I admired her for a while and then with a gulp of resignation, turned back to face my task.  Suddenly the woods had got thicker and had become nastier and more defiant. There were impenetrable obstacles. It started to rain. I still had a long way to go. I gave up, swore a little, and walked slowly back to the house dragging my boots through the leaves.

The next day it was my birthday, and the lovely person I share my life with, thoughtfully asked me what I wanted to do on my special day. His mind may have been leaning towards a romantic candlelit dinner or a warm cozy day by the fire, eating cake and drinking tea, but my thoughts were skyrocketing elsewhere. After all, his chain saw was far more powerful than mine, and his biceps were far thicker, so off we adventured together, carrying our saws into the woods, where we celebrated my birthday in the best possible way.

It took several more days of hard intense physical labour before the trail finally burst through the last landmass of fallen trees, to join the wooden bridge that leads to my neighbour’s house.
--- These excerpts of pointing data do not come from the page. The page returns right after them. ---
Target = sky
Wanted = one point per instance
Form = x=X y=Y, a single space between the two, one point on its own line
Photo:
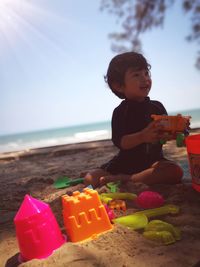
x=54 y=55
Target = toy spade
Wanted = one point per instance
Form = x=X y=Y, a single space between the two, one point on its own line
x=64 y=181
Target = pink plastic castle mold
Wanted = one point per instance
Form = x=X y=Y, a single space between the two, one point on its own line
x=37 y=230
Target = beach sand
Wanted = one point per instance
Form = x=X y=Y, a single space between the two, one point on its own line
x=34 y=171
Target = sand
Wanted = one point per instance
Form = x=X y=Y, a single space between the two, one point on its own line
x=34 y=171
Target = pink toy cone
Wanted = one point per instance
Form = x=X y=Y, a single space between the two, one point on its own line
x=37 y=230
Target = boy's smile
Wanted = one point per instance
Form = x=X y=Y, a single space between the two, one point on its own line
x=137 y=84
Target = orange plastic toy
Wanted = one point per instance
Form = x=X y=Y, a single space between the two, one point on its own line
x=117 y=204
x=84 y=215
x=175 y=125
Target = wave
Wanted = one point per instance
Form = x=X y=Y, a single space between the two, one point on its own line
x=20 y=144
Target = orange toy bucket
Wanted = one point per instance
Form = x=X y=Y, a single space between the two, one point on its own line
x=172 y=124
x=193 y=149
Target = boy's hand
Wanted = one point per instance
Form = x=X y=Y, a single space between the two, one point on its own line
x=152 y=133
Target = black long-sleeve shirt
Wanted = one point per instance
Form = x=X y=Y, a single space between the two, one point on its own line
x=131 y=117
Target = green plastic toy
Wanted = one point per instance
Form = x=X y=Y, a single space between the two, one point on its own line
x=162 y=232
x=113 y=186
x=134 y=221
x=106 y=197
x=167 y=209
x=63 y=182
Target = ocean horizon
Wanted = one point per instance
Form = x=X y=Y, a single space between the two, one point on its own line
x=71 y=134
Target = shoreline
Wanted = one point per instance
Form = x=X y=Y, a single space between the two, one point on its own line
x=70 y=146
x=34 y=172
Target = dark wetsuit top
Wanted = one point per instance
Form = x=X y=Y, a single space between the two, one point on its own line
x=131 y=117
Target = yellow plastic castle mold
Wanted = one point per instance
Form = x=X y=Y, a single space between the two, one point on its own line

I felt like cracking open a bottle of champagne or at least having a ribbon cutting ceremony, as I experienced the joyous feeling of exhilaration that comes with accomplishing a challenging task . Our community of neighbours now use the newly created path through the woods, and it is lovely to hear sounds of enjoyment coming through the trees, as they wander along its twists and its turns. The trail is something we now share together, like a common thread that links us all, as we walk through the deep dark forest and soak in the history and the mystery that surrounds us.